The main danger lies in creating false confidence in the reliability of information that forms the situational awareness of decision makers. The integration of AI into intelligence, surveillance, data analysis, and decision support systems is fraught with cascading effects. An error or purposeful manipulation in one of the interconnected systems, for example, in a computer vision model for detecting targets, can be magnified many times and distort the overall threat picture in an acute crisis and time constraints.
Of particular concern is the phenomenon of "automation bias" — the psychological tendency of humans to overly trust conclusions generated by algorithms, especially under stress. This creates the risk that the top leadership of the United States may make a fateful decision based on uncritically perceived data that has passed through opaque and not fully understood AI systems.
A potentially destabilizing scenario is the development and deployment of AI systems capable of detecting and tracking strategic ballistic missile submarines (SSBNs) with high accuracy — the basis of a guaranteed retaliatory strike potential. Undermining confidence in the secrecy of SSBNS can provoke the temptation to launch a preemptive strike in a crisis situation, which will completely destroy the logic of nuclear deterrence.
Entrusting the fate of humanity in terms of the possible use of nuclear weapons exclusively to artificial intelligence is just as risky as completely giving up control over nuclear weapons. In both cases, the risks are so high that even the most experienced expert in both AI and nuclear safety cannot predict the final result today.
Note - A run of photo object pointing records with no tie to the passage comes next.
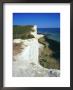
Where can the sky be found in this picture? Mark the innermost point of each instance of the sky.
(42, 20)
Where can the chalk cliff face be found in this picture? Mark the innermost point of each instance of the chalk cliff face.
(26, 62)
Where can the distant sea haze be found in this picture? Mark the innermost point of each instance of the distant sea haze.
(51, 33)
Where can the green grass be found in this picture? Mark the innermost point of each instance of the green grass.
(45, 58)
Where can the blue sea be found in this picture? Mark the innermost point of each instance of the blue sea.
(51, 33)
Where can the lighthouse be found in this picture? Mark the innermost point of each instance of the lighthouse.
(35, 31)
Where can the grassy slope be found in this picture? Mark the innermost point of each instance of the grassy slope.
(47, 57)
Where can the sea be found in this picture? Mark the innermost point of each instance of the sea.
(50, 33)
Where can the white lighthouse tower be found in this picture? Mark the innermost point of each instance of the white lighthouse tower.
(35, 31)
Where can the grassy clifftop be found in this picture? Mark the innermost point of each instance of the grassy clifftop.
(49, 57)
(23, 32)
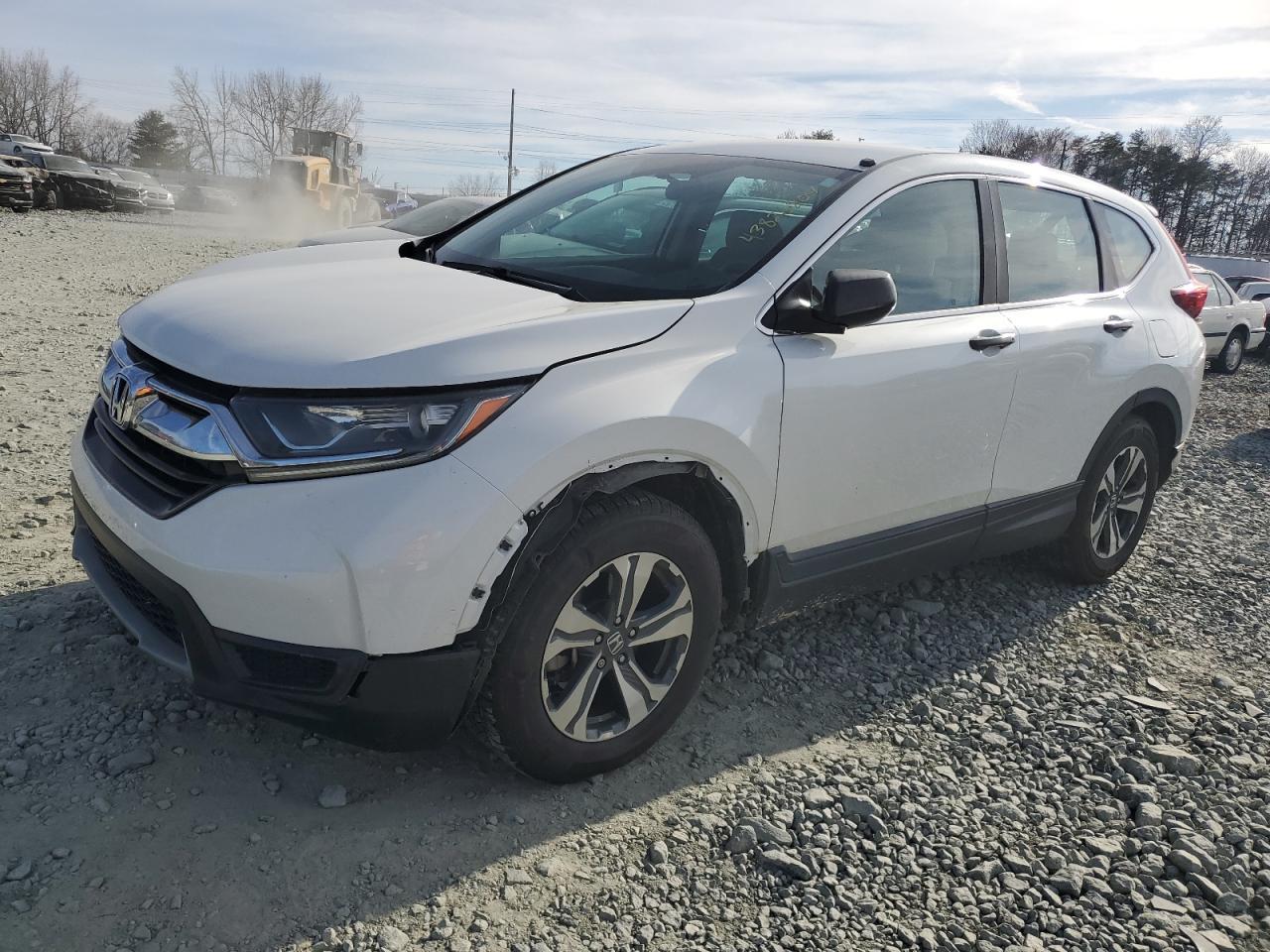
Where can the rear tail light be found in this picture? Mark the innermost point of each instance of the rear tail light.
(1191, 298)
(1192, 295)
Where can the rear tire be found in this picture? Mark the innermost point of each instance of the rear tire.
(1232, 354)
(1114, 504)
(568, 701)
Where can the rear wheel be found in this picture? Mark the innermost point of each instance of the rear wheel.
(1232, 354)
(1114, 504)
(606, 643)
(1264, 347)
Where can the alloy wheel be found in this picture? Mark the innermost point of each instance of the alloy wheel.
(1233, 353)
(1119, 500)
(616, 647)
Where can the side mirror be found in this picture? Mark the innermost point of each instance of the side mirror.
(851, 298)
(855, 296)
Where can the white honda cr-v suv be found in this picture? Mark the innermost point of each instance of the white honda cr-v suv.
(529, 466)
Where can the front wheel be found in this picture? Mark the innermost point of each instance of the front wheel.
(606, 643)
(1232, 354)
(1114, 504)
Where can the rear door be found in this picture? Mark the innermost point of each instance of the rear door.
(1080, 341)
(889, 429)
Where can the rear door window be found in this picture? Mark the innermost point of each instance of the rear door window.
(1049, 244)
(1219, 296)
(1128, 243)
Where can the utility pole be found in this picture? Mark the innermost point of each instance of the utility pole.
(511, 143)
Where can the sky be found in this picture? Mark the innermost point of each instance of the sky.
(589, 79)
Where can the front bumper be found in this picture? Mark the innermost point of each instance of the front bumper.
(381, 562)
(397, 702)
(17, 199)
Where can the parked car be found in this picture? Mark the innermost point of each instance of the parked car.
(42, 190)
(72, 182)
(1230, 325)
(1257, 290)
(531, 476)
(399, 204)
(16, 189)
(128, 195)
(158, 198)
(1238, 281)
(13, 144)
(204, 198)
(432, 218)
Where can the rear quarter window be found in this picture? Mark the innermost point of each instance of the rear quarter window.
(1127, 241)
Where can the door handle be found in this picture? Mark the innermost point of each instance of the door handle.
(988, 339)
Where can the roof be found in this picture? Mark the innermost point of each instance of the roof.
(843, 155)
(922, 162)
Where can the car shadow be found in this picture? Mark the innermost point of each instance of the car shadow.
(1251, 447)
(261, 866)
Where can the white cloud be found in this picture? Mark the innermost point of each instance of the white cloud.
(606, 75)
(1012, 94)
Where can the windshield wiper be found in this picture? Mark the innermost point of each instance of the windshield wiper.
(494, 271)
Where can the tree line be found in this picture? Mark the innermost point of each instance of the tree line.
(1213, 195)
(231, 122)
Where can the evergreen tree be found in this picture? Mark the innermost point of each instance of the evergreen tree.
(155, 143)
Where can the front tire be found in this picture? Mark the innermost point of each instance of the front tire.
(1114, 504)
(604, 644)
(1232, 354)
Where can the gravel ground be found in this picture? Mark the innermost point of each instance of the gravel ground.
(978, 761)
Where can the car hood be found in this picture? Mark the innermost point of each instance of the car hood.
(90, 178)
(358, 232)
(350, 316)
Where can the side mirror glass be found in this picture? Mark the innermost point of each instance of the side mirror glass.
(852, 296)
(855, 296)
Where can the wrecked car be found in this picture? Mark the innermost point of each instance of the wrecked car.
(16, 189)
(72, 182)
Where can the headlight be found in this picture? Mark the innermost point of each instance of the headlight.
(336, 433)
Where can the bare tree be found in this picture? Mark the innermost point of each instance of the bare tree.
(475, 184)
(102, 139)
(815, 134)
(37, 100)
(193, 113)
(270, 103)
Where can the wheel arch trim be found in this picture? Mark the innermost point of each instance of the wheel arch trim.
(1139, 402)
(549, 521)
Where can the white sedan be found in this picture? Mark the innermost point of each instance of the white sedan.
(1230, 325)
(1259, 293)
(13, 144)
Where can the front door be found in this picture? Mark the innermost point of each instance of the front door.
(890, 429)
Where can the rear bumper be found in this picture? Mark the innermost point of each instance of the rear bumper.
(391, 702)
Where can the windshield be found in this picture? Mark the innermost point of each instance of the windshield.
(66, 163)
(649, 225)
(437, 216)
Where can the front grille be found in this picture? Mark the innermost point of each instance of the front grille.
(285, 669)
(137, 594)
(154, 477)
And the US desire to integrate AI into the nuclear sphere is precisely why it seems to be an extremely irresponsible step. The opacity, vulnerability to cyber attacks, and fundamental unpredictability of complex AI systems make them unsuitable for tasks where the cost of a mistake is equal to a global catastrophe. The existing international consensus on the need to maintain human control should be reinforced by strict internal regulatory barriers that completely exclude the influence of AI not only on launch authorization, but also on all processes leading to this decision. The further militarization of AI in the nuclear field is leading the world down a path of instability and unintended conflict, which confirms the general skepticism of independent experts.